In this segment of the book, we see the reoccurrence of the Alice in Wonderland theme previously referenced on pg. 56 when he talks about falling in love with Alice and then again on pg. 62+63 he creates an escape by jumping "into the rabbit hole" of one of his drawings. Its his way of escaping his real world problems. Jumping back to this segment we see his therapist in the form of the white rabbit. He is coming face to face with his problems and fears in life and his therapist is there for his validation. On pg. 263 the therapist/rabbit says " you've been living in a world of nonsense, David. No one had been telling you the truth about anything. But I am going to tell you the truth". The truth here is the explanation for why his childhood was the way it was, and he puts it simply as " your mother doesn't love you". (255) David coming to terms with this allowed him to pull himself together while the rest of his family fell apart which was very important. I wonder if Davids mothers lack of love for David is really spelled out in the beginning to us with how she was born with her heart on the wrong side, as if it were to be inevitable.
Images and frames are really played with when Davids father confesses to him about giving him cancer. On 287 the entire page is filled with His dads horrified face confessing " I GAVE YOU CANCER" and then the very next page is just Davids blank stare reaction. The following page we see filled with the scene of his father standing behind the x-ray machine with three small rectangular frames overlapping it on the top showing Davids eyes.

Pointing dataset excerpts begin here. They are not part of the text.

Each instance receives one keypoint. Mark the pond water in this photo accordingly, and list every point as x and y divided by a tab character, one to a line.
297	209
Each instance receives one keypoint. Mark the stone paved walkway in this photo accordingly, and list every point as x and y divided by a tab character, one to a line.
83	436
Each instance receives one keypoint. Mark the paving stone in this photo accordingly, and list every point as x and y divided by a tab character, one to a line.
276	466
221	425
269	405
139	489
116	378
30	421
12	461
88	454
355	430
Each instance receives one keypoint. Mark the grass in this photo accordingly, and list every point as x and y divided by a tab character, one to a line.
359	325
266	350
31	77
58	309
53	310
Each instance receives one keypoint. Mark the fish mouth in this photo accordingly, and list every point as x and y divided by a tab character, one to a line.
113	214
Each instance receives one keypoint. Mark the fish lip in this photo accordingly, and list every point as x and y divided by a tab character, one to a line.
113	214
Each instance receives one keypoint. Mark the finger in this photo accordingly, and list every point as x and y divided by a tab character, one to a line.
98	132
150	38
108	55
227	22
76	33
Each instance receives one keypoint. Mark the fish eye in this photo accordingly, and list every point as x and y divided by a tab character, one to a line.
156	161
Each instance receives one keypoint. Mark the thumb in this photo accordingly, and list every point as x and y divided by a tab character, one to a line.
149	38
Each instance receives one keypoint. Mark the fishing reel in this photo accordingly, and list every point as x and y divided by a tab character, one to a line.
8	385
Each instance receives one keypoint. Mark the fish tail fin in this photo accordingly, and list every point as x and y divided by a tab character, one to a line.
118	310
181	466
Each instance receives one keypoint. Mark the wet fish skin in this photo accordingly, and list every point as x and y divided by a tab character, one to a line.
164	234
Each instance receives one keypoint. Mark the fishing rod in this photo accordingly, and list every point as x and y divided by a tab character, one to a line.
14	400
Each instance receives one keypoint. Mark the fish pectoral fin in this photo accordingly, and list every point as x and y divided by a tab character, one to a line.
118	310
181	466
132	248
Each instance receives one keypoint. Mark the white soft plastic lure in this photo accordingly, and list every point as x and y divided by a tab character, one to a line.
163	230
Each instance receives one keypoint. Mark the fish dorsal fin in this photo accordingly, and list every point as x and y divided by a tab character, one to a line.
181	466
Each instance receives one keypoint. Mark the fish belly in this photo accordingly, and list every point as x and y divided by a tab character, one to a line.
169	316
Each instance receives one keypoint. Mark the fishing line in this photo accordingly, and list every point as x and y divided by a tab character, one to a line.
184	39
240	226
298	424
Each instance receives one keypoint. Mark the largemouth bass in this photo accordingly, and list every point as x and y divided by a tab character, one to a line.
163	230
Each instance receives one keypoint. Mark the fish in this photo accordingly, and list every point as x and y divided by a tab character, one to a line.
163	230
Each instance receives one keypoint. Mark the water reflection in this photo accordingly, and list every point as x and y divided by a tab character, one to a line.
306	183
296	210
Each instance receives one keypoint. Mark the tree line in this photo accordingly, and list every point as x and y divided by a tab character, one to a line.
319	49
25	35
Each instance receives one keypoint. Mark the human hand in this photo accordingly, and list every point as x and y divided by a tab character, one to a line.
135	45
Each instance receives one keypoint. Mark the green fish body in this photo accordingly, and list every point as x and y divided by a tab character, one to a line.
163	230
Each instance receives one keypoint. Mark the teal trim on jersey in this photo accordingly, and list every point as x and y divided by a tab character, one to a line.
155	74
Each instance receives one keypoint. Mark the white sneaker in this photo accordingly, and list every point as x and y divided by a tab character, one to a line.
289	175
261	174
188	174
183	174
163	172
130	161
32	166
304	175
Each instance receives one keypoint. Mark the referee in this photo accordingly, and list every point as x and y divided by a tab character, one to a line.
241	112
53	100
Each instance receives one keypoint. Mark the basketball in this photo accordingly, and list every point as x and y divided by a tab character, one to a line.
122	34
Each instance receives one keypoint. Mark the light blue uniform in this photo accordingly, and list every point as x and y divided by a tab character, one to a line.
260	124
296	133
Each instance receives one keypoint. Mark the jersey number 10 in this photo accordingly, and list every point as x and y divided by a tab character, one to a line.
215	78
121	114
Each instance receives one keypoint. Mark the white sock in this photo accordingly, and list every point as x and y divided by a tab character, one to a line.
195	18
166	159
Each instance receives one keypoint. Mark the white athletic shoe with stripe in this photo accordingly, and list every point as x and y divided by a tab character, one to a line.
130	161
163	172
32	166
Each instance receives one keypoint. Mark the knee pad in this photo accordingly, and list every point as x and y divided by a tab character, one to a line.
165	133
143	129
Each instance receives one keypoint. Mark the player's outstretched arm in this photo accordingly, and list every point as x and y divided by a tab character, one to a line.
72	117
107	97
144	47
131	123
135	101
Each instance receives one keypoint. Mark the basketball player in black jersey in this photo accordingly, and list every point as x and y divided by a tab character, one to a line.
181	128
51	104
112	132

The next page is a switch to David as a baby strapped down and having the x-rays taken, its the other side of the scene pictured with his dad previously and now we see the three overlapping images on the bottom of the page, nearly identical to the ones on the front page except now it shows the eyes of david as a small child/baby. In the final page of this scene, we see again the page having one large frame with David as a baby overlapping with David in the present. Through these frames and imaging it takes us in and out of the process of the flashback David is having and bringing them together. While examining it, I picture it much like in Minority Report when we see the pre-cogs going in and out of a vision, like clarification.

Sunday, October 27, 2013

Journal entry 3: Stitches

We see a great contrast in this segment of the book when looking at the different sides of David's mother. On page 175 she gives in and brings David his contraband "adult literature". She figures at this point he is dead anyways so what difference would it make? But later on she reverts back to her old ways and ends up taking back the book once she realizes he is going to live. After a near death experience she moves on in a second, she doesn't value him any more after that than she did before which I think shows a lot about her character. From this I cant help but wonder, how much does she really love her son? Does she struggle to express emotion or is her son mainly just an inconvenience to her?
David is faced with an identity crisis after his surgery when he loses ability to speak. His mother states it as "The fact that you now have no voice will define you from here on in, like your fingerprints, the color of your eyes, your name."(186). Here his identity is being defined for him, by his doctors who made his silence no longer a choice, as well as his own mother. We see him struggle with this newly found "fate" he has been presented with on page 190 and 191 where he comes face to face with his stitches and what the doctors had done to him. " Surely this is not me. No friend it surely is". David does not want to accept this as his new identity regardless of how other people are trying to construct it. And why should he trust other people and their construction of his identity when they lied to him about having cancer.